Now, prognosis? Poor. Even with emergency surgery, Bosa has less than a 40% chance of
being able to walk again.

We have a long, triangular conversation about possible causes for Bosa’s condition, tests Bosa
needs, treatment options, and prognosis.

Now the mother is crying; her eyes no longer filled with worry, nor hope, but despair.

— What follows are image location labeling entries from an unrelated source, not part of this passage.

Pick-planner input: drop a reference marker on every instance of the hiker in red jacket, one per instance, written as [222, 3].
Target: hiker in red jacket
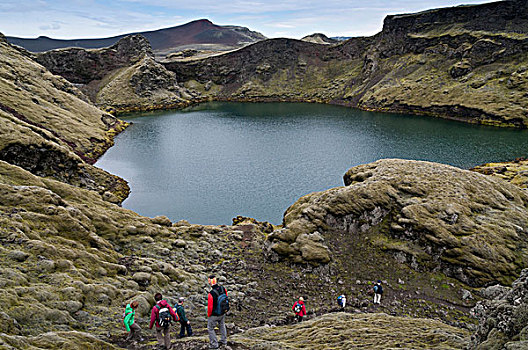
[299, 309]
[161, 315]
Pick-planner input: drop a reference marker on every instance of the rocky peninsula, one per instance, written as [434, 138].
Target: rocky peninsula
[448, 243]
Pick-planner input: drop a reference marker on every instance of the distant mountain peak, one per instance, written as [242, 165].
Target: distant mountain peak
[319, 38]
[201, 31]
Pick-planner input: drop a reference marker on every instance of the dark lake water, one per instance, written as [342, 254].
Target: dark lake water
[212, 162]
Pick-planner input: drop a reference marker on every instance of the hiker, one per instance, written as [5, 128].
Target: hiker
[184, 322]
[341, 301]
[378, 291]
[217, 306]
[128, 321]
[162, 315]
[299, 309]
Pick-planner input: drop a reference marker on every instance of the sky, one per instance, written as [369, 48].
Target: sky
[73, 19]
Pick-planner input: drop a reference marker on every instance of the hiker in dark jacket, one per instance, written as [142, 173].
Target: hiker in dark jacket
[214, 316]
[163, 339]
[184, 322]
[128, 321]
[300, 309]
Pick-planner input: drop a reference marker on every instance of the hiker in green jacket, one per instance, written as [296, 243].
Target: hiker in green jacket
[184, 322]
[129, 323]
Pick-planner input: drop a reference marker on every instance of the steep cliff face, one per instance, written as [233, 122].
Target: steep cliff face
[466, 63]
[503, 317]
[81, 66]
[50, 128]
[432, 217]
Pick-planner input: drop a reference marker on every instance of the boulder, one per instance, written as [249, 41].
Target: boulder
[502, 320]
[430, 216]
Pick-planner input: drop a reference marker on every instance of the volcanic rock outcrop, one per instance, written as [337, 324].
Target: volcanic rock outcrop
[201, 31]
[515, 172]
[433, 217]
[503, 317]
[49, 128]
[121, 77]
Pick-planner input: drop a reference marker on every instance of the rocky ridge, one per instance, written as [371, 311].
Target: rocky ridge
[53, 129]
[319, 38]
[122, 77]
[503, 317]
[466, 63]
[200, 31]
[433, 217]
[515, 172]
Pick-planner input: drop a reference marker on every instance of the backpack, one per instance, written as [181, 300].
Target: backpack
[222, 302]
[164, 316]
[297, 308]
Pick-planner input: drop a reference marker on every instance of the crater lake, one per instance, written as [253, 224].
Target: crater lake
[209, 163]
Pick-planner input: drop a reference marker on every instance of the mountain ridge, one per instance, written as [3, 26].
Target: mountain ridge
[194, 32]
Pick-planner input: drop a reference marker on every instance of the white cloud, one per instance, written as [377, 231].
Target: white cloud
[293, 18]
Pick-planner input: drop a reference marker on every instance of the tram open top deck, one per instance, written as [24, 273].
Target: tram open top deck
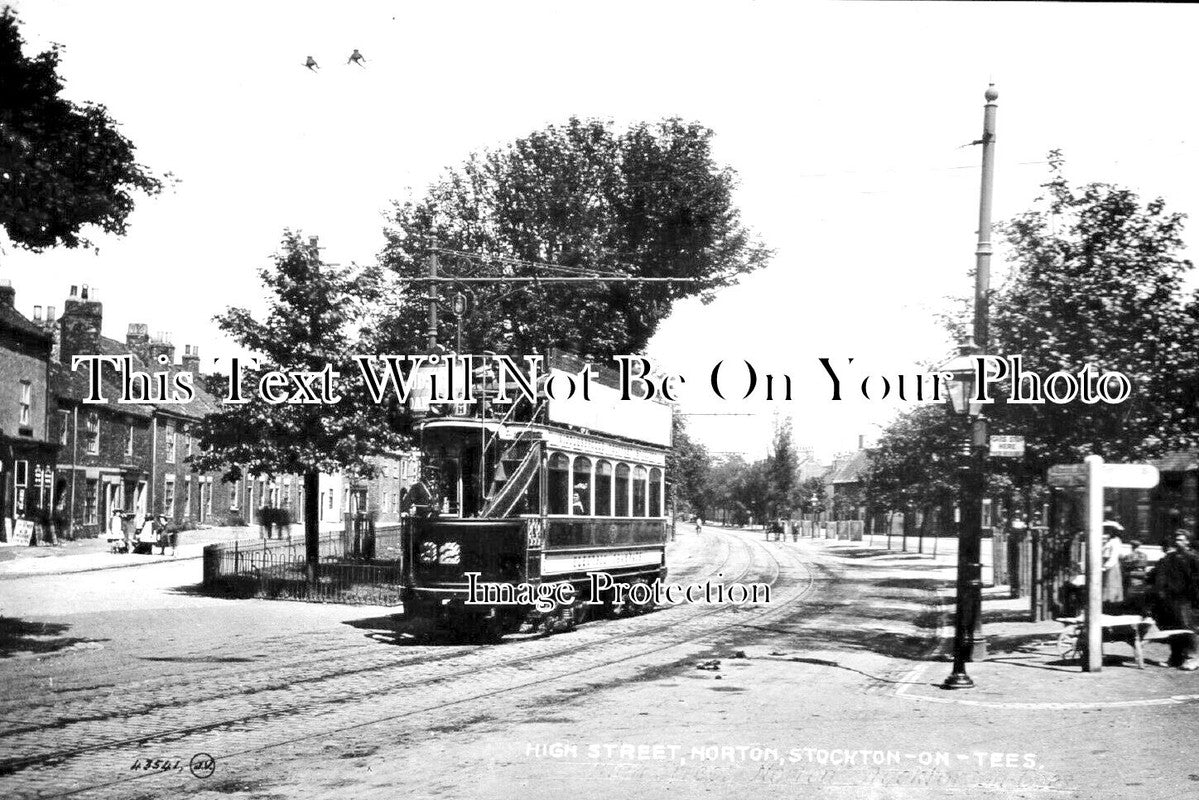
[526, 493]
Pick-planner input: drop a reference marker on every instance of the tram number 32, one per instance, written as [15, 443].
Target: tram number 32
[449, 553]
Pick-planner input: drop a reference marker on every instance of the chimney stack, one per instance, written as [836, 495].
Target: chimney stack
[80, 324]
[158, 347]
[137, 340]
[192, 359]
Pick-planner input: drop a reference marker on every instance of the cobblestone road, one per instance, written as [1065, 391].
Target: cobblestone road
[188, 674]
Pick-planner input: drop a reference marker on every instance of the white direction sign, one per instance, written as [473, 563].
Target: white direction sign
[1095, 476]
[1007, 446]
[1128, 476]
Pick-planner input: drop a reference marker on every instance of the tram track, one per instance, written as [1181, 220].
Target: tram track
[205, 684]
[584, 654]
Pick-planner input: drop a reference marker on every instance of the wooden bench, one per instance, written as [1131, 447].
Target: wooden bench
[1131, 629]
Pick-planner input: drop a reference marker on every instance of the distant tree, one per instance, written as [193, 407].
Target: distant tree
[690, 467]
[62, 166]
[782, 470]
[812, 494]
[1098, 278]
[307, 326]
[650, 200]
[753, 491]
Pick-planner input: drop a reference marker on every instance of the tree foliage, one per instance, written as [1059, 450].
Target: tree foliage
[62, 166]
[916, 461]
[688, 464]
[782, 470]
[650, 202]
[1098, 278]
[306, 328]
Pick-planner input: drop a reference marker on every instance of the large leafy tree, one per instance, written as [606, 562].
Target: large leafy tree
[62, 166]
[307, 326]
[649, 200]
[1097, 277]
[916, 459]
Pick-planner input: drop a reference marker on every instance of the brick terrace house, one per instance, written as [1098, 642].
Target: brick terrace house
[134, 457]
[26, 447]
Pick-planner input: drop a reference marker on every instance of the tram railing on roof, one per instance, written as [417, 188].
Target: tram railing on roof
[359, 565]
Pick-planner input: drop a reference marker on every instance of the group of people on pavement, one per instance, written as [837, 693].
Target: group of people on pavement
[1167, 591]
[126, 536]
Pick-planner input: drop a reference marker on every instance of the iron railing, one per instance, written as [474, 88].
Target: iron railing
[361, 565]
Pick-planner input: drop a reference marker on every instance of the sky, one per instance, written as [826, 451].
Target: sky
[848, 124]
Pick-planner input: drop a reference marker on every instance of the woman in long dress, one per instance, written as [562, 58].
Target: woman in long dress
[1113, 577]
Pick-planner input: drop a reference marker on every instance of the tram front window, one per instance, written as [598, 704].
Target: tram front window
[559, 483]
[603, 488]
[639, 491]
[621, 489]
[580, 487]
[655, 492]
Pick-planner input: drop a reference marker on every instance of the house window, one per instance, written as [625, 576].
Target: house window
[94, 433]
[43, 477]
[559, 483]
[22, 483]
[91, 503]
[26, 400]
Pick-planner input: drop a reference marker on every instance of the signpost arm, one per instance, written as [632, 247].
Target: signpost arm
[1094, 564]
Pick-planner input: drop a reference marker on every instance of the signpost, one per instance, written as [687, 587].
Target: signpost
[1095, 476]
[1007, 446]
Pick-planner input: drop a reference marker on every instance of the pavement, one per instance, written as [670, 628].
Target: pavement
[833, 690]
[88, 554]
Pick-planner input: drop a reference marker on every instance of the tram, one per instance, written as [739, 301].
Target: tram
[564, 499]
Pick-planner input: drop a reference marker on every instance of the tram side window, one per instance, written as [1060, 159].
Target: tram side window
[621, 489]
[531, 500]
[640, 477]
[559, 483]
[655, 492]
[580, 487]
[603, 488]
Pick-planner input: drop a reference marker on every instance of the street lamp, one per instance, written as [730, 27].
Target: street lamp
[960, 377]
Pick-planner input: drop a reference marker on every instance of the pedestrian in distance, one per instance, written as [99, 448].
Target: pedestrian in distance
[1175, 581]
[1113, 578]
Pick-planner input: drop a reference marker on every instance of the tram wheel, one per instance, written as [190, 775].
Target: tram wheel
[646, 607]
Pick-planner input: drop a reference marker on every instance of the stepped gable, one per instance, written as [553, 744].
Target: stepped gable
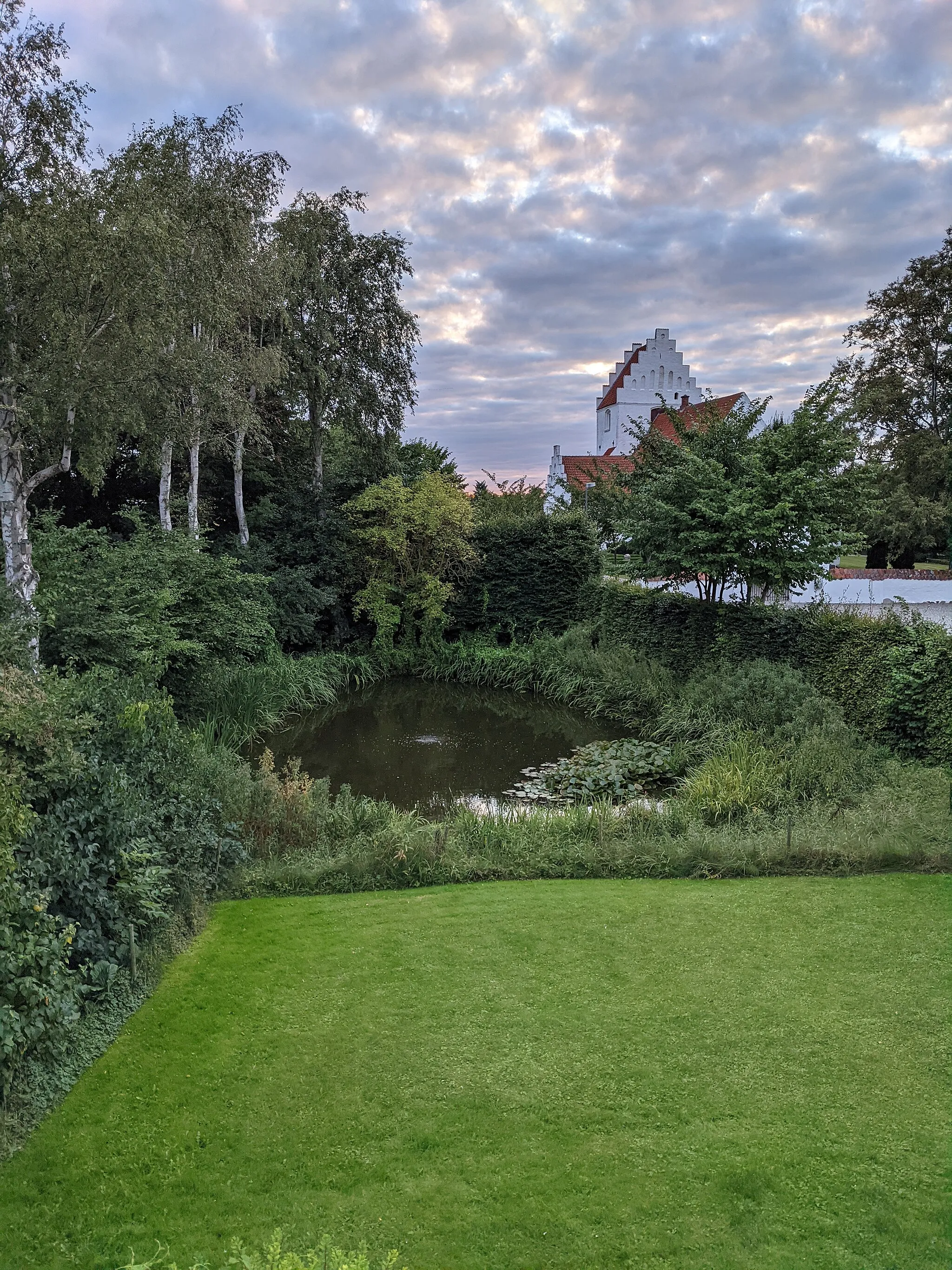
[692, 414]
[621, 370]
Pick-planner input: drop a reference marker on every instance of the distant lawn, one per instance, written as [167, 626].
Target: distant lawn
[747, 1075]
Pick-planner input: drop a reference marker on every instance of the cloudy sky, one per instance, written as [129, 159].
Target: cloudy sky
[574, 173]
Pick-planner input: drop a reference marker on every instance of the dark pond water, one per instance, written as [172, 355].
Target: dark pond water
[426, 744]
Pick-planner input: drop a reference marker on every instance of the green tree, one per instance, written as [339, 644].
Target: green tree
[417, 546]
[728, 505]
[216, 294]
[352, 343]
[898, 386]
[42, 136]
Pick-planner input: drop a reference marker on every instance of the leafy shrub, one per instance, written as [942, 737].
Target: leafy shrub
[153, 604]
[615, 770]
[276, 1257]
[530, 576]
[744, 778]
[892, 678]
[124, 828]
[39, 992]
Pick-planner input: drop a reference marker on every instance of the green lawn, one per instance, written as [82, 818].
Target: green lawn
[746, 1075]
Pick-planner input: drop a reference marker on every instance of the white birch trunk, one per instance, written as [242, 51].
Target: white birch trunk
[16, 488]
[238, 465]
[165, 485]
[193, 485]
[317, 421]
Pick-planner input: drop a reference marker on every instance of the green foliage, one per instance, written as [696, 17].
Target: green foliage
[742, 779]
[417, 545]
[531, 571]
[512, 501]
[239, 703]
[351, 342]
[153, 604]
[614, 770]
[892, 680]
[39, 992]
[125, 827]
[725, 503]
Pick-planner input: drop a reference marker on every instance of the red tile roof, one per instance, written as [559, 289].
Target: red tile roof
[691, 414]
[616, 383]
[581, 469]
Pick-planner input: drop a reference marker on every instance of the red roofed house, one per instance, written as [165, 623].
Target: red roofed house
[652, 370]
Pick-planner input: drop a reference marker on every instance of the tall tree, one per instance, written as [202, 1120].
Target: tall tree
[42, 138]
[351, 342]
[417, 545]
[42, 126]
[727, 505]
[898, 388]
[215, 201]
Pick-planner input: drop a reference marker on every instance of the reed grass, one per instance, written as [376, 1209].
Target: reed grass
[351, 844]
[242, 703]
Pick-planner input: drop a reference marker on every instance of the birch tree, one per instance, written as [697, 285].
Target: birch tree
[215, 200]
[54, 310]
[351, 342]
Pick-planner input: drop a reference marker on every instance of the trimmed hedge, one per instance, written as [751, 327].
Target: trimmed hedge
[893, 680]
[531, 574]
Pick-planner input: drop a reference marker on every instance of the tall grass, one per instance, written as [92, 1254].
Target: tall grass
[242, 703]
[311, 844]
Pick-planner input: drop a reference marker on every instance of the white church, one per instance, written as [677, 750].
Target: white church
[650, 374]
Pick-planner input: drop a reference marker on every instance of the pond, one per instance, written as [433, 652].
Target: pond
[419, 744]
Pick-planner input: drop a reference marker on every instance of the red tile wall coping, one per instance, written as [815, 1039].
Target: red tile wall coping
[881, 574]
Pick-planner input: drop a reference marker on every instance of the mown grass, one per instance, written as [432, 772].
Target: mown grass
[560, 1074]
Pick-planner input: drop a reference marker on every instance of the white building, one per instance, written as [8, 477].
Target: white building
[652, 374]
[649, 370]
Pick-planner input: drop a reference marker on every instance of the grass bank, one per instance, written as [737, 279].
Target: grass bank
[747, 1076]
[309, 844]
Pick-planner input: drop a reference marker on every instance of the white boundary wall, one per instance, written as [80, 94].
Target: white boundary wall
[873, 597]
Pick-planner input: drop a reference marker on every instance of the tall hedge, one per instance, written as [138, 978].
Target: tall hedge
[531, 574]
[893, 680]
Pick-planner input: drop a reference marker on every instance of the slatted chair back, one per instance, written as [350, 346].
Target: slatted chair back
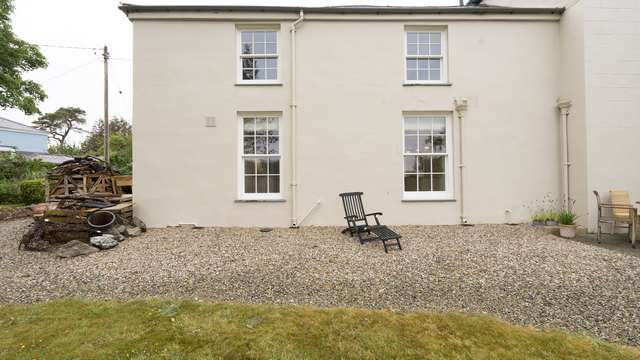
[353, 207]
[620, 197]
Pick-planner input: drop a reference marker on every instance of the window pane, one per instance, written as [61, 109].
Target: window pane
[246, 36]
[261, 145]
[249, 166]
[410, 183]
[435, 37]
[436, 49]
[272, 63]
[439, 144]
[261, 184]
[274, 166]
[410, 126]
[274, 144]
[438, 182]
[424, 126]
[439, 126]
[270, 36]
[249, 126]
[273, 126]
[438, 163]
[249, 184]
[274, 184]
[261, 166]
[261, 126]
[410, 164]
[249, 145]
[424, 164]
[424, 182]
[411, 144]
[424, 144]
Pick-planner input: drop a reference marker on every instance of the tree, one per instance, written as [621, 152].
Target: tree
[61, 122]
[94, 143]
[17, 57]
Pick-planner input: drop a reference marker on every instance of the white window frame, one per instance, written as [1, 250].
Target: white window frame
[241, 156]
[240, 55]
[444, 68]
[448, 193]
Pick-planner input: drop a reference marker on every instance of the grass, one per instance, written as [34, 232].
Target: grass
[162, 329]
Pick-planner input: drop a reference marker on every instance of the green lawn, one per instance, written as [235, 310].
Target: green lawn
[156, 329]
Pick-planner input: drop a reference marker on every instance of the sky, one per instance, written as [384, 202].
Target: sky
[74, 76]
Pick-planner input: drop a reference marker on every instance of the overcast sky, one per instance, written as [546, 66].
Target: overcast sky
[75, 76]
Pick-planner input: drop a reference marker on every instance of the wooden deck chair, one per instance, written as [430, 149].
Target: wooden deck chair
[622, 212]
[358, 224]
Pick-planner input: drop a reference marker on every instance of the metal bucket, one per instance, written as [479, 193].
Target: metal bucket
[101, 220]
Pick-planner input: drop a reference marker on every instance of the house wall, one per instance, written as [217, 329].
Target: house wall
[612, 83]
[351, 100]
[23, 141]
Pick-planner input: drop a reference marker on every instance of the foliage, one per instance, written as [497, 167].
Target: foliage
[15, 167]
[187, 329]
[567, 217]
[18, 57]
[93, 144]
[61, 122]
[66, 149]
[32, 191]
[9, 192]
[120, 144]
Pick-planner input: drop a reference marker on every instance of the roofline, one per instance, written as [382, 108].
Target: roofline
[375, 10]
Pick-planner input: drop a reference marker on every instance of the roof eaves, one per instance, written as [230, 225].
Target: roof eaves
[133, 8]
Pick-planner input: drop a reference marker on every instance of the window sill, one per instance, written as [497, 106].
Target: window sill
[427, 84]
[258, 200]
[428, 200]
[259, 84]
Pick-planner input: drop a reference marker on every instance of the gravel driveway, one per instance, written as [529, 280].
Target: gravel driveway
[515, 272]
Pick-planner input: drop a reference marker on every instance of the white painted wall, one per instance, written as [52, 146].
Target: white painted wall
[351, 99]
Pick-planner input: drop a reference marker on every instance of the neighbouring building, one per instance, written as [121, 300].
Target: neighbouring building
[260, 116]
[16, 137]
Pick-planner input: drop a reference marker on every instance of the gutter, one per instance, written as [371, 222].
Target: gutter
[342, 10]
[293, 221]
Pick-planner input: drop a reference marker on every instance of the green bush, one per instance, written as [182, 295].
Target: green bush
[9, 192]
[32, 191]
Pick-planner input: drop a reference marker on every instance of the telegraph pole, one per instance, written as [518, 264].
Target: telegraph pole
[105, 56]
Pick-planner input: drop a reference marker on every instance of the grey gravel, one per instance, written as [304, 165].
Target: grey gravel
[517, 273]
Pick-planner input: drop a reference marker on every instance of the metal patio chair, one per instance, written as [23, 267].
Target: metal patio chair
[358, 223]
[622, 212]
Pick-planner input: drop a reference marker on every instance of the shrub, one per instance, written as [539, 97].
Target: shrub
[567, 217]
[32, 191]
[9, 192]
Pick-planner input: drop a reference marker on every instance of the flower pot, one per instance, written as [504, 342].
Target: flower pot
[568, 231]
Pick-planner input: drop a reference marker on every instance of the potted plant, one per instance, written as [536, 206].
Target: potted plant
[567, 219]
[538, 218]
[551, 218]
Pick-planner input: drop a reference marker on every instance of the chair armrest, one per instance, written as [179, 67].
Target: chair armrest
[612, 206]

As we start talking about prices, she touches her belly, looks down at her unborn child, and
starts crying harder. We can’t understand each other’s words, but actions have no language
barrier. I can see the fight she’s having in her mind and the burden she carries, being forced to
choose between her dying fur family and her growing human family, both whom she loves

I breach the topic of humane euthanasia.

“What’s humane euthanasia?” the boy asks.

… How can I explain to a 12 year old, simply enough to translate to his mother, the process of
purposely killing your dog because death is better than her current state of life?

“To peacefully help her fall asleep. And she will never wake up.”

He tucks his head and looks at the floor in silence. His mother presses him to translate what I
just said. I watch him struggle to choose between fighting back tears, and answering her,
knowing he can’t do both at the same time.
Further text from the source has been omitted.